Terming the step “a large shock to the economy”, the research paper says, the Government of India has been arguing that the cash that would be extinguished would be “black money” and hence, should be rightfully extinguished to set right the perverse incentive structure in the economy.
Pointing out that “this argument is based on impressions rather than on facts”, the paper argues, “Facts are not available to anybody” on what might happen, and that “it would be foolhardy to argue that this is the only possibility.”
Titled “Demonetisation: Impact on the Economy”, the paper has been prepared by researchers Dr Kavita Rao, Dr Sacchidananda Mukherjee, Dr Sudhanshu Kumar, DP Sengupta, Suranjali Tandon and Hari Nayudu of the National Institute of Public Finance and Policy (NIPFP), New Delhi.
The researchers say, “If this currency is extinguished there would be a contraction of economic activity in the economy”, giving the example of a small trader depositing Rs 2 lakh in the jan dhan account, saying, “Since the currency in which he held these balances in for transactional purposes has been scrapped, it would be incorrect to interpret this as success of the programme in bringing in people who were hiding black money.”
Pointing out that sectors that would particularly impact include “transport services, kirana, fruits and vegetables and all other perishables”, the scholars says, they would “would face compression in demand which is backed by purchasing power.”
The scholars strongly dispute those who say that, as supply would exceed demand, there would be a fall in prices, saying, “If supply too gets curtailed for want of a medium of exchange, prices might, in fact, rise.” They add, “The expectation that inflation would decline might be belied.”
The scholars believe, while “the demand from segments which have access to digital medium of exchange would remain unaffected”, as for the rest of the economy, it would get compressed, and “this would transmit the effect to the rest of the sectors in the economy.”
As for the real estate, the paper says, “contraction in demand” of unaccounted incomes would mean fall in its transactions, with some activities ceasing to happen, adding, the compression in investments in the construction sector “can have adverse income and employment.”
Coming to the impact on the agricultural sector, the paper says, “This is the sowing season for the Rabi crop in some parts of the country and the harvesting season for the Kharif crop. Most of the purchases and sales in this segment of the economy are carried out through cash.”
“With the elimination of cash from the economy, sale of kharif crop would be difficult unless the crop is sold on the promise of payment in future”, the scholars say, adding, “Given the limited bargaining power of the farmer, the price they can realise for the crop can be adversely affected.”

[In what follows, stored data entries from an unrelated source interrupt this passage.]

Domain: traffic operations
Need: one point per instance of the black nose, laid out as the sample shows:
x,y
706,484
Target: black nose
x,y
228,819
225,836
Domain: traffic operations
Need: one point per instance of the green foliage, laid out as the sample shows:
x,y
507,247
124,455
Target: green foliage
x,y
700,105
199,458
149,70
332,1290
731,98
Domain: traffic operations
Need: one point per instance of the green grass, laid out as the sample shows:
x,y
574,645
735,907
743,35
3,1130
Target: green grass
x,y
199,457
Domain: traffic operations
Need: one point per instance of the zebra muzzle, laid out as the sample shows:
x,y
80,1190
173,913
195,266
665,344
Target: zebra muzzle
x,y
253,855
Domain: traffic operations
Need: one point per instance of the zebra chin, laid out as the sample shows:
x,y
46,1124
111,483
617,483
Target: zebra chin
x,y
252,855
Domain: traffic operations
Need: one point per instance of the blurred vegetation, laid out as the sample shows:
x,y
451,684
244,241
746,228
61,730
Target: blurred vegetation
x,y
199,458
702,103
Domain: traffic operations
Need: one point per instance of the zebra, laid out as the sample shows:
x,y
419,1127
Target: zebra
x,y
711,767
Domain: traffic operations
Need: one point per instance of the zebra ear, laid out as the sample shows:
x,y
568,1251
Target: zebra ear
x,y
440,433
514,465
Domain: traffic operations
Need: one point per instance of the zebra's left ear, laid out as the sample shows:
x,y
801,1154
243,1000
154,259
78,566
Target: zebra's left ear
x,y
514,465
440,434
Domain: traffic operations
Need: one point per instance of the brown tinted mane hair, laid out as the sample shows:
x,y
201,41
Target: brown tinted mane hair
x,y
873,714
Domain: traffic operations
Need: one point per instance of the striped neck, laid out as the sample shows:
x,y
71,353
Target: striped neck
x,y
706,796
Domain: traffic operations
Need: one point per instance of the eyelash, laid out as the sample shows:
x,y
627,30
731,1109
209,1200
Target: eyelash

“On the other hand”, according to the scholars, “in the sowing activity, people would not get access to the inputs required since most of the inputs are now purchased from the market unless they seek access to credit from the supplier. In other words, with demonetisation, there would be a significant strengthening of the informal sector credit market in the rural economy.”
At the macro level, the paper says, the official expectation appears to be that the cash being extinguished would result lead to the possibility of “expansion in potential credit creation” because of “sufficient demand for credit.”
Disputing this view, they say, “It is not correct to assume that expansion in credit will definitely materialize… Demonetisation has been introduced in an environment where demand for credit is rather low. A compression in demand in the economy would further depress the sentiment driving investments.”